Paulina Chiziane (n. 1955) é uma escritora moçambicana, a Balada de Amor ao Vento, editado em 1990, foi o seu primeiro romance. Em 2003 ganhou o Prémio José Craveirinha pelo seu livro Niketche: Uma História de Poligamia.

quarta-feira, 16 de janeiro de 2019

Identidades


Identidades por Francis Fukuyama

Como definimos a nossa identidade? Sobre valores e experiências partilháveis ou sobre experiências vividas, não partilháveis este é o dilema que Fukuyama apresenta e que pensa ser o problema central da política atual e da emergência da extrema-direita apelidada de populista.

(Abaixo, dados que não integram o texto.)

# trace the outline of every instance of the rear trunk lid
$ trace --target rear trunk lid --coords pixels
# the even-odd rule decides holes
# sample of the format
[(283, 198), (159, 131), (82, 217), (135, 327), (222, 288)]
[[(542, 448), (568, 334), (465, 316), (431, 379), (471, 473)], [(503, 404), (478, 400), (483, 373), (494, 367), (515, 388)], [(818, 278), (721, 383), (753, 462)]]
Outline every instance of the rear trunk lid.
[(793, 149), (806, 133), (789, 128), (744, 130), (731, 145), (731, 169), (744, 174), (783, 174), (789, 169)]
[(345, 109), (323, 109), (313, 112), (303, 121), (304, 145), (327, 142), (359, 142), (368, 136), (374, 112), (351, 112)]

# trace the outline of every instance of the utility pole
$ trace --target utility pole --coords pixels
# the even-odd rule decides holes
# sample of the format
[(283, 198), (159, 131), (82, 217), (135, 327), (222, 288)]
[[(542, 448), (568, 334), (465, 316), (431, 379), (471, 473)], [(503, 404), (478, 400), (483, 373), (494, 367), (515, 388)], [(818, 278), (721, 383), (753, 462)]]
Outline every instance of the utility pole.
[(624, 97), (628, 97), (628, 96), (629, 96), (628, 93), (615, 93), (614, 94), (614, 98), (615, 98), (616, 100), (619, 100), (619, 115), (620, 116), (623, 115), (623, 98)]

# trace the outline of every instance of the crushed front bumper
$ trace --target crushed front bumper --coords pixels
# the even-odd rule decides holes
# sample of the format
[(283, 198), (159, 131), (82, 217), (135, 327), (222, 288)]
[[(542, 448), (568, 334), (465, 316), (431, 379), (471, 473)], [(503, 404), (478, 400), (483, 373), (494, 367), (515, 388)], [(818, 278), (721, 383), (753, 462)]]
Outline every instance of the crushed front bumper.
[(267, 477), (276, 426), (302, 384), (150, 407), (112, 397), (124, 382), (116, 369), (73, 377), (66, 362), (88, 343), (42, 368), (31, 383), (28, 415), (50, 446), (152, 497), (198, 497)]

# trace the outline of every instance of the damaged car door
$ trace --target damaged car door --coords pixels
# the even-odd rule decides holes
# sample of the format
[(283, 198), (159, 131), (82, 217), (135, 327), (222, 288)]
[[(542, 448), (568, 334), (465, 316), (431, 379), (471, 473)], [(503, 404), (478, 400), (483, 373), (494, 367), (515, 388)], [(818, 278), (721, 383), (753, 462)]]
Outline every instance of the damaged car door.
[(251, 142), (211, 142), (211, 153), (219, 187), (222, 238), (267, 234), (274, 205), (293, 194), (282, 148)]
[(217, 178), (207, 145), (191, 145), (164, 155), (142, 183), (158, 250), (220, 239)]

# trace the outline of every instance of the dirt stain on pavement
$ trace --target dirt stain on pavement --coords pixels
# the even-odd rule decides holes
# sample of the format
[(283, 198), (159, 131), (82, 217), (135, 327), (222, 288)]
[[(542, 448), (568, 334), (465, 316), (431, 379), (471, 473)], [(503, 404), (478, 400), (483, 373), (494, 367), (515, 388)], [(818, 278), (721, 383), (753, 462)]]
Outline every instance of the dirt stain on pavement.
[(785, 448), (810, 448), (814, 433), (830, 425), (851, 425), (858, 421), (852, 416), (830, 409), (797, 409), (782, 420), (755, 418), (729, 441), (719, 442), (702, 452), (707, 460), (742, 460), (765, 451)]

Uma certa esquerda, a partir dos anos 70, pensando erradamente estar numa sociedade de bem-estar geral, pós-capitalista e pós-moderna, alienou a sua base trabalhadora e entrincheirou-se exclusivamente na defesa dos direitos de minorias étnicas, de género (movimento LGBT) perdendo de vista as causas profundas da discriminação destes grupos.

Foi uma solução útil porque lhe permitiu alinhar-se com as classes dominantes já que os direitos que defendia para as minorias não implicavam qualquer cedência económica e, na verdade, esses direitos foram conquistados, muitas vezes, a troco de cedências económicas ao patronato.

Veja-se a evolução a partir dos anos 80 em Portugal nas políticas conduzidas pelo PS e BE. Nesse ponto concordamos com Fukuyama quando escreve “muita da esquerda parou de pensar há várias décadas sobre políticas sociais ambiciosas que pudessem ajudar a remediar as condições de base dos pobres. Era mais fácil falar de respeito e dignidade do que apresentar planos potencialmente dispendiosos que reduzissem concretamente a desigualdade”.

Também concordamos com Fukuyama quando afirma que “a diversidade não pode ser uma base de identidade por si só e em si mesma”. Uma nação, para sobreviver como sociedade coesa tem de ter uma identidade que agregue as pessoas com diversas identidades étnicas, religiosas, de género, linguísticas ou outras. Sem esse chapéu agregador a sociedade tende a atomizar-se e a permitir o domínio do grupo economicamente mais forte.

Concordamos igualmente que esse cimento agregador, essa identidade coletiva, deve ter uma base “doutrinal” e ser “socialmente construído” e não ter por base a etnia, a religião o género ou a língua.

Obviamente discordo da “doutrina”, a doutrina da democracia liberal norte-americana, que propõe como agregadora. Aqui Fukuyama cego pela ideologia não vê que foi essa doutrina que criou a atual situação de fragmentação que como ele próprio refere está na base do populismo de extrema-direita. Outra doutrina é necessária.

Fukuyama, contudo, põe o mundo às avessas e adota uma visão idealista do mundo, em que são as ideias a moldar a realidade e não o contrário. De facto a fragmentação das identidades, a deriva de uma certa esquerda, são consequências e não causas. São consequências da dominação mundial das multinacionais, da mundialização económica e do seu sistema neoliberal imposto à maioria dos países e que implica a desregulamentação financeira, económica, laboral e cultural. Os Estados mais frágeis entraram em colapso e tornaram-se estados falhados com a ajuda de intervenções externas. A ideologia da fragmentação das identidades é fruto deste novo estádio de desenvolvimento económico e social.

Por outro lado essa fragmentação tem uma base material. É inegável o racismo, a desigualdade de género, a luta pela igualdade da comunidade LGBT, a luta pelo reconhecimento das línguas e culturas minoritárias. O que é necessário não é suprimir essas lutas, mas sim integra-las numa identidade mais vasta assente em princípios e valores de justiça, igualdade e numa doutrina de libertação da Humanidade.

Francis Fukuyama, é um cientista político norte-americano, muito alinhado com a política externa norte-americana, e que se celebrizou com a sua obra de 1989, O Fim da História em que defendeu que a Humanidade tinha chegado ao seu último estádio, a democracia liberal, e que para ela não haveria qualquer alternativa.